Unresolved Issues/Questions

        1. How is the location of an event determined? What do we mean by location?
            -- MBJ: location from which a request (e.g., download) was made; probably requires geolocating IP addresses
        2. Currently Solr (3.x and 4.x) doesn’t allow faceting by date/time interval, so it isn't possible to use the stats component to calculate total download volume for a time interval over a time range, such as every month for the last 10 years. Therefor for  calculated amounts, a query for each time interval is required. 
        3. Where will citation info come from? Do we import this into the Solr index?

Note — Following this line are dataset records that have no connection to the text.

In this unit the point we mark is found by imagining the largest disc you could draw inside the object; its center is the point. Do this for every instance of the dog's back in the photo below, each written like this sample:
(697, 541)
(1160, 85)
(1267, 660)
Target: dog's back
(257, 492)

            -- MBJ: Probably by querying ImpactStory API; I have discussed a relationship with them whereby we provide them with an API for our download and other stats indexed by PID, and they provide us with citations by PID
        4. Are there other text fields (from systemmetadata or other table) that the statistics service should include, i.e. do we want to provide statistics for queries such as "how many pids were downloaded that mention kelp?"?
            -- MBJ: probably not subject based at this time
        5. The current query mechanism for the Solr index (embedded) allows for authenticated access and public access with result filtering of certain fields (ip address, subject...). What other access restrictions need to be imposed?